The index key is only on the DEPTNO column, but the DEPTNAME is also included in the index, so the earlier query can be satisfied using index-only access with this index.

9. Don’t arbitrarily limit the number of indexes

An example of a bad standard would be to place an artificial limit on indexing. There should be no arbitrary limit on the number of indexes that you can create for any database table. Indexes are undoubtedly one of the most important factors in creating efficient queries. Relational optimizers rely on indexes to build fast access paths to data. Without indexes data must be scanned – and that can be a long, inefficient means by which to retrieve your data. When a rule such as this exists, it usually is stated in the standards manual using verbiage something like “Each table can have at most five indexes created for it” — or — “Do not create more than three indexes for any single table in the database.” These are bad standards. 
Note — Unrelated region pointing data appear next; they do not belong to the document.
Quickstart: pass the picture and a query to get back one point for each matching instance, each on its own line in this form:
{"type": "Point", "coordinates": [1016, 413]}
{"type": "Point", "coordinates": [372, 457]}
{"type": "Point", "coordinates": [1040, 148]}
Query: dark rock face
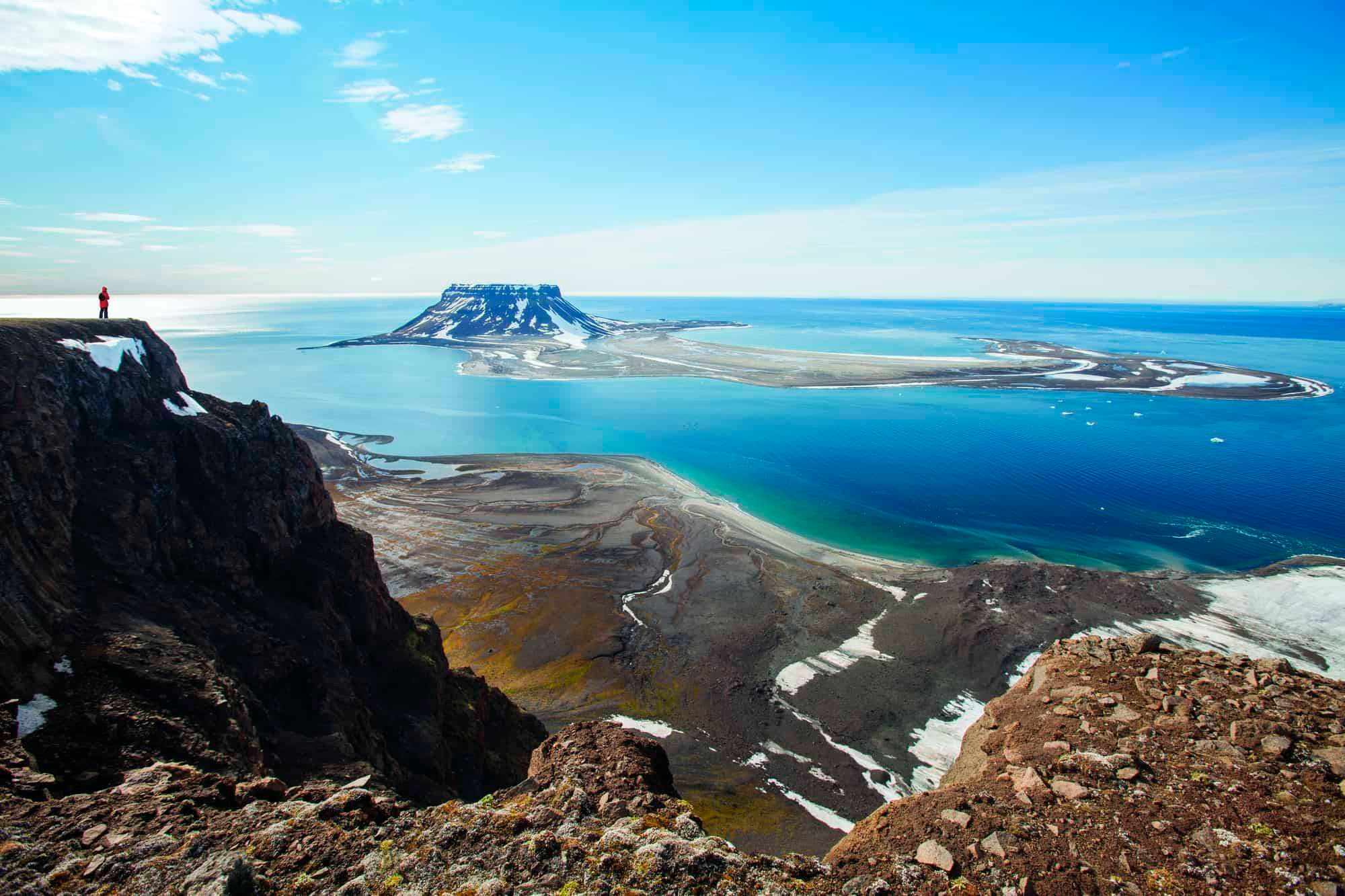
{"type": "Point", "coordinates": [180, 585]}
{"type": "Point", "coordinates": [501, 310]}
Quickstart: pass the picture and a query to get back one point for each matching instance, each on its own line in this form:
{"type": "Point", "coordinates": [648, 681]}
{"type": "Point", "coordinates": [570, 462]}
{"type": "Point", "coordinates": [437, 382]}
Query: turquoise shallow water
{"type": "Point", "coordinates": [939, 475]}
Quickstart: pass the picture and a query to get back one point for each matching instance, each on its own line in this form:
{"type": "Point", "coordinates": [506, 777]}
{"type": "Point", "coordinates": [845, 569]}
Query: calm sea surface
{"type": "Point", "coordinates": [939, 475]}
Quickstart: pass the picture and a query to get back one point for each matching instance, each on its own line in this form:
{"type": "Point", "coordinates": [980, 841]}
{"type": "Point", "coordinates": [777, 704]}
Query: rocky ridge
{"type": "Point", "coordinates": [176, 585]}
{"type": "Point", "coordinates": [1091, 775]}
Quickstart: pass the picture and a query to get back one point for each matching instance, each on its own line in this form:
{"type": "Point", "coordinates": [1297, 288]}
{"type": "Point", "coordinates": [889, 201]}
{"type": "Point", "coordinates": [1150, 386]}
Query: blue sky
{"type": "Point", "coordinates": [1152, 151]}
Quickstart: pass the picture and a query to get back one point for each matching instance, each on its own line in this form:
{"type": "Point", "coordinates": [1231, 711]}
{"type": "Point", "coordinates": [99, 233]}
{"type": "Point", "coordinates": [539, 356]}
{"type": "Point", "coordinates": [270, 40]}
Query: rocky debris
{"type": "Point", "coordinates": [614, 762]}
{"type": "Point", "coordinates": [1223, 775]}
{"type": "Point", "coordinates": [180, 587]}
{"type": "Point", "coordinates": [181, 829]}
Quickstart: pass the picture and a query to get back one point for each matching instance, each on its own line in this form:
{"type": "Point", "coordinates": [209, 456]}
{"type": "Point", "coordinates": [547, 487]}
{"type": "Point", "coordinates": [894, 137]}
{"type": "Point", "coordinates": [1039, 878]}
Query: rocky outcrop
{"type": "Point", "coordinates": [1126, 766]}
{"type": "Point", "coordinates": [174, 827]}
{"type": "Point", "coordinates": [176, 585]}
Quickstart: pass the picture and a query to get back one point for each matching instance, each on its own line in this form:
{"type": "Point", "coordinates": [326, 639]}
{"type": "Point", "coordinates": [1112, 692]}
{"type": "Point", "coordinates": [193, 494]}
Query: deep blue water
{"type": "Point", "coordinates": [941, 475]}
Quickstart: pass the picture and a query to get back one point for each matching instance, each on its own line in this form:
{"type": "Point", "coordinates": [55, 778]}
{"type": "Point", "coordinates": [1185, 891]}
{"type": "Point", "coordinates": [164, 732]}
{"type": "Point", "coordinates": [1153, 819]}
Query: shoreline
{"type": "Point", "coordinates": [808, 681]}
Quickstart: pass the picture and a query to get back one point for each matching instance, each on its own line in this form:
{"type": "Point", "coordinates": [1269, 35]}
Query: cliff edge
{"type": "Point", "coordinates": [176, 585]}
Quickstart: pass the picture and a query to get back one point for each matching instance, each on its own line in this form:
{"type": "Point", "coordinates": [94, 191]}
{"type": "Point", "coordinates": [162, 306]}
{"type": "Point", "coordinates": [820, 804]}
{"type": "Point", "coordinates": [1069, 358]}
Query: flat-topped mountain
{"type": "Point", "coordinates": [504, 310]}
{"type": "Point", "coordinates": [490, 314]}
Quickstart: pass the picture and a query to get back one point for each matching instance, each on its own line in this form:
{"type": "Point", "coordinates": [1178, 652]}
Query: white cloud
{"type": "Point", "coordinates": [116, 217]}
{"type": "Point", "coordinates": [196, 77]}
{"type": "Point", "coordinates": [72, 232]}
{"type": "Point", "coordinates": [466, 162]}
{"type": "Point", "coordinates": [369, 92]}
{"type": "Point", "coordinates": [423, 123]}
{"type": "Point", "coordinates": [88, 36]}
{"type": "Point", "coordinates": [1225, 224]}
{"type": "Point", "coordinates": [360, 54]}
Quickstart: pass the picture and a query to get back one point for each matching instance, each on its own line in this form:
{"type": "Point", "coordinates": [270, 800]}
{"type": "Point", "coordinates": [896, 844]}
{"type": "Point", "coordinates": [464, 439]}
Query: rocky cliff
{"type": "Point", "coordinates": [176, 585]}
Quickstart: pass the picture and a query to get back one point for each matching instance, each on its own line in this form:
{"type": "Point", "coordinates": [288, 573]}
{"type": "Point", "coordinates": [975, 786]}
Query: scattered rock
{"type": "Point", "coordinates": [1069, 788]}
{"type": "Point", "coordinates": [933, 853]}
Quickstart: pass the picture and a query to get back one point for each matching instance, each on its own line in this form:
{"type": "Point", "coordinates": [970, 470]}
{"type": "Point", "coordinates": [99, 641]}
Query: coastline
{"type": "Point", "coordinates": [599, 585]}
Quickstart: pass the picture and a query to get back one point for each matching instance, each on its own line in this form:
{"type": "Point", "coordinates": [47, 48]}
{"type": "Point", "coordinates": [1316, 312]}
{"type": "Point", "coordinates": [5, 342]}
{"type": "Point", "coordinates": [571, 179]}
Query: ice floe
{"type": "Point", "coordinates": [829, 662]}
{"type": "Point", "coordinates": [108, 352]}
{"type": "Point", "coordinates": [186, 405]}
{"type": "Point", "coordinates": [652, 727]}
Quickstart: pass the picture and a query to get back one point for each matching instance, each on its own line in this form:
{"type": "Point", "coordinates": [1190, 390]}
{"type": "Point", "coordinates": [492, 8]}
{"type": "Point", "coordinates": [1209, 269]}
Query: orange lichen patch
{"type": "Point", "coordinates": [537, 627]}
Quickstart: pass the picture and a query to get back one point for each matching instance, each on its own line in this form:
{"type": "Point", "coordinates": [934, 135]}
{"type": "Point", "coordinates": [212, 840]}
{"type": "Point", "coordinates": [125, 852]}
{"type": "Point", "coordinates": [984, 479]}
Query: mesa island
{"type": "Point", "coordinates": [533, 333]}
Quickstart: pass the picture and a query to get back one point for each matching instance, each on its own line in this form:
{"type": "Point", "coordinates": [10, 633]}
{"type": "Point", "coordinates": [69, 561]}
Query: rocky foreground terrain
{"type": "Point", "coordinates": [208, 689]}
{"type": "Point", "coordinates": [1113, 767]}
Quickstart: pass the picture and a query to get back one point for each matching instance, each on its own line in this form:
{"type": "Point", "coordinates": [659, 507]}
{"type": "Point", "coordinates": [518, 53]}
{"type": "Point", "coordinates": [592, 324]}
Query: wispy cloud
{"type": "Point", "coordinates": [369, 92]}
{"type": "Point", "coordinates": [1222, 224]}
{"type": "Point", "coordinates": [110, 217]}
{"type": "Point", "coordinates": [1171, 54]}
{"type": "Point", "coordinates": [72, 232]}
{"type": "Point", "coordinates": [88, 36]}
{"type": "Point", "coordinates": [466, 162]}
{"type": "Point", "coordinates": [275, 232]}
{"type": "Point", "coordinates": [423, 123]}
{"type": "Point", "coordinates": [360, 54]}
{"type": "Point", "coordinates": [196, 77]}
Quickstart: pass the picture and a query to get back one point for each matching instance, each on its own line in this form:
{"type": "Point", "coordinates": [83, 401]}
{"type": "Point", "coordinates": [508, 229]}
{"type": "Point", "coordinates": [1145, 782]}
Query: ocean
{"type": "Point", "coordinates": [933, 475]}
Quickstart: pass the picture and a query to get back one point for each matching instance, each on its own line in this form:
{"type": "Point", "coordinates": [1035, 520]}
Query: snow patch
{"type": "Point", "coordinates": [108, 352]}
{"type": "Point", "coordinates": [939, 741]}
{"type": "Point", "coordinates": [33, 715]}
{"type": "Point", "coordinates": [1299, 615]}
{"type": "Point", "coordinates": [652, 727]}
{"type": "Point", "coordinates": [852, 650]}
{"type": "Point", "coordinates": [188, 405]}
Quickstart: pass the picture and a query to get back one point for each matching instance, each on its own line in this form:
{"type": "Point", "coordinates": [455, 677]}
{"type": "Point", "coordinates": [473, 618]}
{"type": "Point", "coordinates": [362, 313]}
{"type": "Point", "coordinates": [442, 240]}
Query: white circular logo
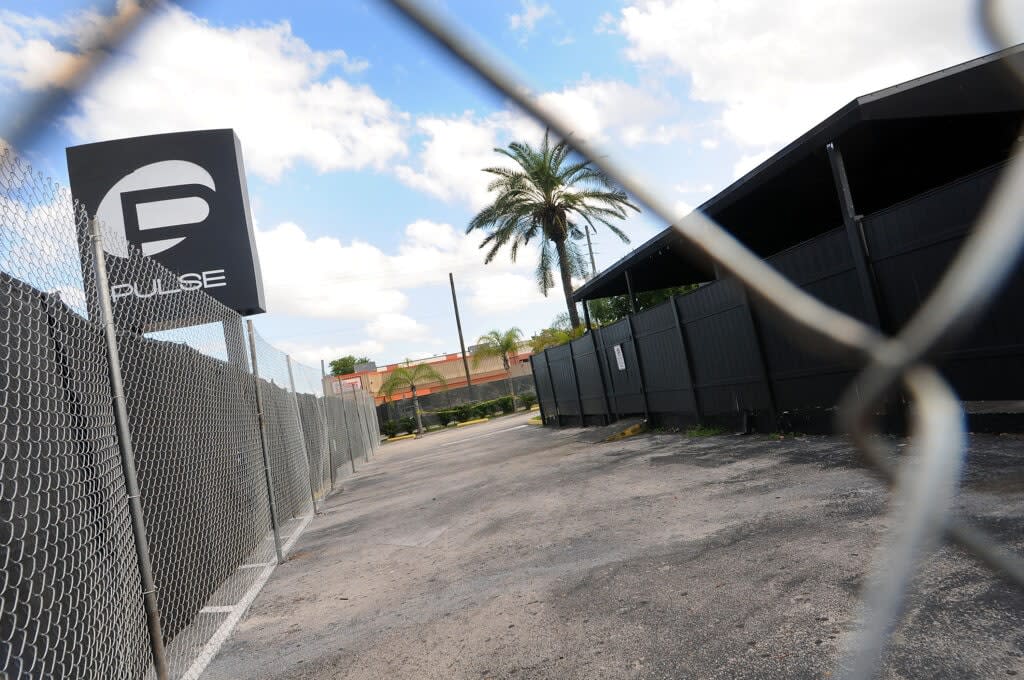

If you already have three indexes, or five indexes, or even 57 indexes, and another index will improve performance why would you arbitrarily want to avoid creating that index?

Anyway, a good indexing standard, if you choose to have one, should read something like this: “Create indexes as necessary to support your database queries. Limitations on creating new indexes should only be entertained when they begin significantly to impede the efficiency of data modification.” 

Which brings us to…

10. Be aware of I/U/D implications

Db2 must automatically maintain every index you create. This means every INSERT and every DELETE to an indexed table will insert and delete not just from the table, but also from its indexes.

Additionally, when you UPDATE the value of a column that has been defined in an index, the DBMS must also update the index. So, indexes speed the process of retrieval but slow down modification.

So the general rule of thumb should be "Index until it hurts... and then back off the least effective index to make it no longer hurt." Sure, that is easier said than done, but it is a valid philosophy to follow.

Summary

Following these Top 10 index design techniques can go a long way toward improving not just your index usage, but also the performance of your database applications.